Produced by the advertising agency Doyle Dane Bernbach in collaboration with Mr. Schwartz, the minute-long spot was broadcast Sept. 7, 1964, during NBC's "Monday Night at the Movies." It showed a little girl in a meadow, counting aloud as she plucks the petals from a daisy. Her voice dissolves into a man's voice counting downward, followed by the image of an atomic blast. President Johnson's voice is heard on the soundtrack:

"These are the stakes. To make a world in which all of God's children can live, or to go into the dark. We must either love each other, or we must die." (The president's speech deliberately invoked a line from "September 1, 1939," a poem by W.H. Auden written at the outbreak of World War II.)

Though the name of Johnson's opponent, Sen.
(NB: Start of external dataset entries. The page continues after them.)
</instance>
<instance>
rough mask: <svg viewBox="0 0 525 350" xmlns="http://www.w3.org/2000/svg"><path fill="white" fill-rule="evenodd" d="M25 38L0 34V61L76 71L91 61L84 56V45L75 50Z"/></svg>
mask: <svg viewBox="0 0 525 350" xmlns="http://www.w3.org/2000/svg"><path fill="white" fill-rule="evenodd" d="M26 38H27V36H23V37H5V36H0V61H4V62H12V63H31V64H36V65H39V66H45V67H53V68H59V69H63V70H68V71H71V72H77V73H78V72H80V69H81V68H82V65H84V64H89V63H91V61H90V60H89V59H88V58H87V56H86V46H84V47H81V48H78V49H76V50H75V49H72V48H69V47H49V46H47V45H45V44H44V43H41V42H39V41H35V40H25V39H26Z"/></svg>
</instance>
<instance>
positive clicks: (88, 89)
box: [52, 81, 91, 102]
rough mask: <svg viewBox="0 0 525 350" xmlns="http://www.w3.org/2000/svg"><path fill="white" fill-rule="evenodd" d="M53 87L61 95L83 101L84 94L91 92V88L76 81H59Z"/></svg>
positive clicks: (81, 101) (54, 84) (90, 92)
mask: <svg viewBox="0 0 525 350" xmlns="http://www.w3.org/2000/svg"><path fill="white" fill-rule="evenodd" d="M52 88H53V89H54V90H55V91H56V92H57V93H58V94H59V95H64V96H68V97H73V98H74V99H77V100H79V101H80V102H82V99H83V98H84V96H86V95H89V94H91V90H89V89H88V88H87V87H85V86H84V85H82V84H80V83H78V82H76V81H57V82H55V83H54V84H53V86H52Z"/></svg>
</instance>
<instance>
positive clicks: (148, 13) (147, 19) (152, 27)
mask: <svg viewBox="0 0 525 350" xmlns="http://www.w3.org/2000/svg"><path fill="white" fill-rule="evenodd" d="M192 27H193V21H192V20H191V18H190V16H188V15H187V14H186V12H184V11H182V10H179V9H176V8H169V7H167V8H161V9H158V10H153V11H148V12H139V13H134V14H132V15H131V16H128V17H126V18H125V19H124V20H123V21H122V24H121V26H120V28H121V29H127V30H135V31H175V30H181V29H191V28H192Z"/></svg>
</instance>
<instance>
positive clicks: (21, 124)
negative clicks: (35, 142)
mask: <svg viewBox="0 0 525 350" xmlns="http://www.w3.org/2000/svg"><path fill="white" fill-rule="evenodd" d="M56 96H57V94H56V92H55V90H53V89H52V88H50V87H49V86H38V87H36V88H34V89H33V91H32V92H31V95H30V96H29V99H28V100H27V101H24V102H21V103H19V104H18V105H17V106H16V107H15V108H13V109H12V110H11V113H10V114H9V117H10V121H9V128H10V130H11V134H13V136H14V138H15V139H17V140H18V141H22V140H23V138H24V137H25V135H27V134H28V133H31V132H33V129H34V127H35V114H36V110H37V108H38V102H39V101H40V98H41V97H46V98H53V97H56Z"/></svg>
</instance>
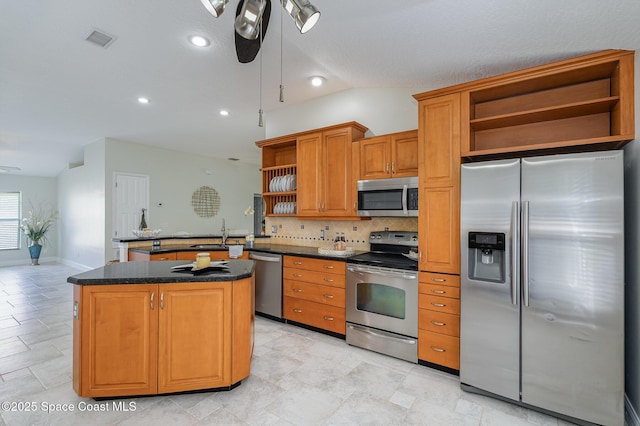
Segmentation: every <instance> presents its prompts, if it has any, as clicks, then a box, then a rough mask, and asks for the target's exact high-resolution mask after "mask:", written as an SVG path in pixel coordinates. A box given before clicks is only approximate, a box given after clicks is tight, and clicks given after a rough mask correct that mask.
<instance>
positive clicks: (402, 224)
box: [265, 217, 418, 250]
mask: <svg viewBox="0 0 640 426" xmlns="http://www.w3.org/2000/svg"><path fill="white" fill-rule="evenodd" d="M265 225H266V226H265V229H266V235H270V236H271V238H270V240H271V243H272V244H285V245H296V246H305V247H322V246H329V245H331V244H332V243H333V240H334V238H335V236H336V232H339V233H342V232H344V235H345V239H346V240H347V247H352V248H354V249H355V250H369V233H370V232H372V231H384V230H389V231H413V232H417V231H418V218H415V217H414V218H391V217H374V218H371V220H340V221H338V220H325V221H322V220H299V219H297V218H294V217H267V218H266V220H265ZM272 227H275V231H276V232H275V233H274V232H272ZM321 231H323V232H324V239H322V237H321Z"/></svg>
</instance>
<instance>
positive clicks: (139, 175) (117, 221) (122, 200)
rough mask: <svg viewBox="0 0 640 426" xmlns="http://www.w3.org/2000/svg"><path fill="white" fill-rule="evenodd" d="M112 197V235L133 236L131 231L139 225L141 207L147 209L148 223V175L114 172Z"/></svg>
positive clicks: (148, 221)
mask: <svg viewBox="0 0 640 426" xmlns="http://www.w3.org/2000/svg"><path fill="white" fill-rule="evenodd" d="M113 199H114V203H113V205H114V215H113V221H114V224H113V232H114V237H116V238H128V237H133V234H132V233H131V231H132V230H134V229H138V227H139V226H140V218H141V216H142V209H147V216H146V219H147V223H149V217H148V209H149V176H146V175H135V174H130V173H114V191H113Z"/></svg>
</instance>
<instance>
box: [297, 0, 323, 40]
mask: <svg viewBox="0 0 640 426" xmlns="http://www.w3.org/2000/svg"><path fill="white" fill-rule="evenodd" d="M298 1H299V2H301V3H305V2H306V4H302V5H301V7H300V11H299V12H298V14H297V15H296V17H295V22H296V27H298V30H299V31H300V34H304V33H306V32H307V31H309V30H310V29H311V28H313V27H314V25H315V24H316V23H317V22H318V19H320V11H319V10H318V9H316V7H315V6H314V5H312V4H311V3H309V2H307V1H306V0H304V1H301V0H298Z"/></svg>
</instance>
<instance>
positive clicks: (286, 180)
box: [269, 175, 296, 192]
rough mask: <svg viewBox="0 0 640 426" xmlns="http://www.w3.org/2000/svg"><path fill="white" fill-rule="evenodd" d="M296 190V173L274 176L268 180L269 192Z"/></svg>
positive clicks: (292, 190)
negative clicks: (294, 173)
mask: <svg viewBox="0 0 640 426" xmlns="http://www.w3.org/2000/svg"><path fill="white" fill-rule="evenodd" d="M295 190H296V175H284V176H276V177H274V178H273V179H271V182H269V192H287V191H295Z"/></svg>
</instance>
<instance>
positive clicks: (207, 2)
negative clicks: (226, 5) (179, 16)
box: [200, 0, 229, 18]
mask: <svg viewBox="0 0 640 426" xmlns="http://www.w3.org/2000/svg"><path fill="white" fill-rule="evenodd" d="M200 1H201V2H202V4H203V5H204V7H205V8H206V9H207V10H208V11H209V13H210V14H212V15H213V16H214V17H216V18H217V17H218V16H220V15H222V12H224V7H225V6H226V5H227V3H229V0H200Z"/></svg>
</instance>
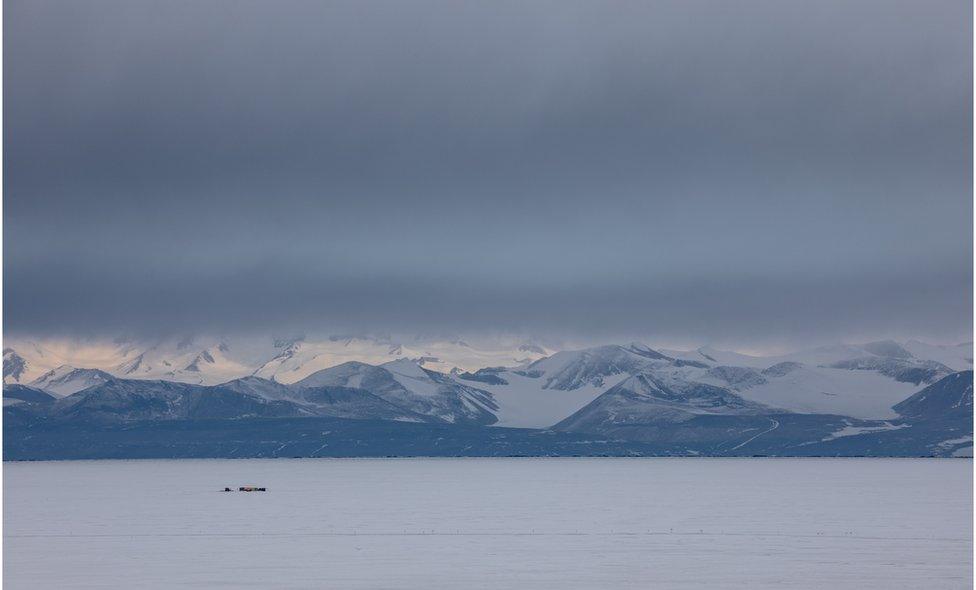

Barry Goldwater, was never mentioned, Goldwater's campaign objected strenuously to the ad. So did many members of the public, Republicans and Democrats alike. The spot was pulled from the air after a single commercial, though it was soon repeated on news broadcasts.

It had done its work: with its dire implications about Goldwater and nuclear responsibility, the daisy ad was credited with contributing to Johnson's landslide victory at the polls in November. It was also credited with heralding the arrival of ferociously negative political advertising in the United States.

Mr. Schwartz helped develop advertising campaigns for hundreds of political candidates, most of them Democrats, among them Jimmy Carter and Bill Clinton. He also was known for creating some of television's earliest anti-smoking commercials.

Anthony Schwartz was born in Manhattan on Aug. 19, 1923. He was reared in New York City and Crompond, N.Y., near Peekskill.

Besides his daughter Michaela Schwartz-Burridge, who is known as Kayla, Mr. Schwartz is survived by his wife, the former Reenah Lurie, whom he married in 1959; a son, Anton; a brother, Lasker, known as Larry; and one grandchild.